Fingerprints of surface magnetism in Cr$_{2}$O$_{3}$ based exchange bias heterostructures

Magnetoelectric materials experienced a recent revival as promising components of novel spintronic devices [1, 2, 3]. Since the magnetoelectric (ME) effect is relativistically small in traditional antiferromagnetic (AF) compounds like Cr$_{2}$O$_{3}$ (max. \textit{$\alpha $}\textit{zz }\textit{$\approx $}4ps/m) and also cross-coupling between ferroic order parameters is typically small in the modern multiferroics, it is a challenge to electrically induce sufficient magnetization required for the envisioned device applications. In exchange bias systems the bias field depends critically on the AF interface magnetization. Hence, a strong relation between the latter and the surface magnetization of the free Cr$_{2}$O$_{3 }$pinning layer can be expected.

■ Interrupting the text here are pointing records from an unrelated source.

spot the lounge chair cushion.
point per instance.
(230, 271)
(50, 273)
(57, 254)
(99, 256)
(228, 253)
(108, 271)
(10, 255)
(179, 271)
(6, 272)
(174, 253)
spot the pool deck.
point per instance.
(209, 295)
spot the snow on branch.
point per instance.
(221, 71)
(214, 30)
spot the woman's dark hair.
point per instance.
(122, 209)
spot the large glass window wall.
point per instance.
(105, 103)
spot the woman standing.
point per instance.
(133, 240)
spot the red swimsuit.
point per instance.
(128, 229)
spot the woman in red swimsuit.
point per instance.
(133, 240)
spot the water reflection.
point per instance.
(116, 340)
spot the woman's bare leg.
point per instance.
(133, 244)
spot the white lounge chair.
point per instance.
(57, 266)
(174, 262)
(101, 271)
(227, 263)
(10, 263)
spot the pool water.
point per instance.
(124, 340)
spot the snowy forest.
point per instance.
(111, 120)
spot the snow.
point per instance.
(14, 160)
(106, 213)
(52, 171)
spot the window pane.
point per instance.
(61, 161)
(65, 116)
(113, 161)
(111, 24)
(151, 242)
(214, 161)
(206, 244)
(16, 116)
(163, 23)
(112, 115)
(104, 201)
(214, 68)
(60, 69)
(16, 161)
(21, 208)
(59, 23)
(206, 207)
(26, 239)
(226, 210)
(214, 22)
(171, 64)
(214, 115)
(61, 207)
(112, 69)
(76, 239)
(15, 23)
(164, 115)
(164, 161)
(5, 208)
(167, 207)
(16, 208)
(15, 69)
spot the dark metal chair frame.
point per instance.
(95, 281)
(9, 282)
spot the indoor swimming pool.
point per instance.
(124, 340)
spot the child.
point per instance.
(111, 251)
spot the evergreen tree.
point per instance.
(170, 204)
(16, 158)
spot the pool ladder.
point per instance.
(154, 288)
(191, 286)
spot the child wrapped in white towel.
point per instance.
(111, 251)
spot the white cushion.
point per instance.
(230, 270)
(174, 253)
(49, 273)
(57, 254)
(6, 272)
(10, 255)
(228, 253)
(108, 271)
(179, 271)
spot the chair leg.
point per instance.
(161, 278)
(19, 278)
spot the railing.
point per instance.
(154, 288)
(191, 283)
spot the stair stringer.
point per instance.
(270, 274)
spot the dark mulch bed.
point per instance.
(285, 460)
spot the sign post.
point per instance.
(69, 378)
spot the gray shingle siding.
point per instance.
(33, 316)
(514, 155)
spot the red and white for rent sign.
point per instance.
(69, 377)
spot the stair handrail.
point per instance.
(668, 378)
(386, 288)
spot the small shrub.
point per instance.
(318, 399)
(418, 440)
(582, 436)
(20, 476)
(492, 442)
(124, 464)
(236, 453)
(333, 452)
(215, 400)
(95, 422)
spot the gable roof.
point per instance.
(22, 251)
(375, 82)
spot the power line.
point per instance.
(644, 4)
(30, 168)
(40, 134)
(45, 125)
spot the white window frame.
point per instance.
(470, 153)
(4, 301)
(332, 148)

Our recent research indicates that there are surface magnetic phase transitions in free Cr$_{2}$O$_{3}$ (111) films accompanying surface structural phase transitions. Well defined AF interface magnetization is initialized through ME annealing to T=20K. Subsequently, the interface magnetization is thermally driven through phase transitions at T=120 and 210K. Their effects on the exchange bias are studied in Cr$_{2}$O$_{3}$ (111)/CoPt films with the help of polar Kerr and SQUID magnetometry. [1] P. Borisov et al. Phys. Rev. Lett. 94, 117203 (2005). [2] Ch. Binek, B.Doudin, J. Phys. Condens. Matter 17, L39 (2005). [3] R. Ramesh et al. 2007 \textit{Nature Materials }6 21. Financial support by NSF through Career DMR-0547887, MRSEC DMR-0820521 and the NRI.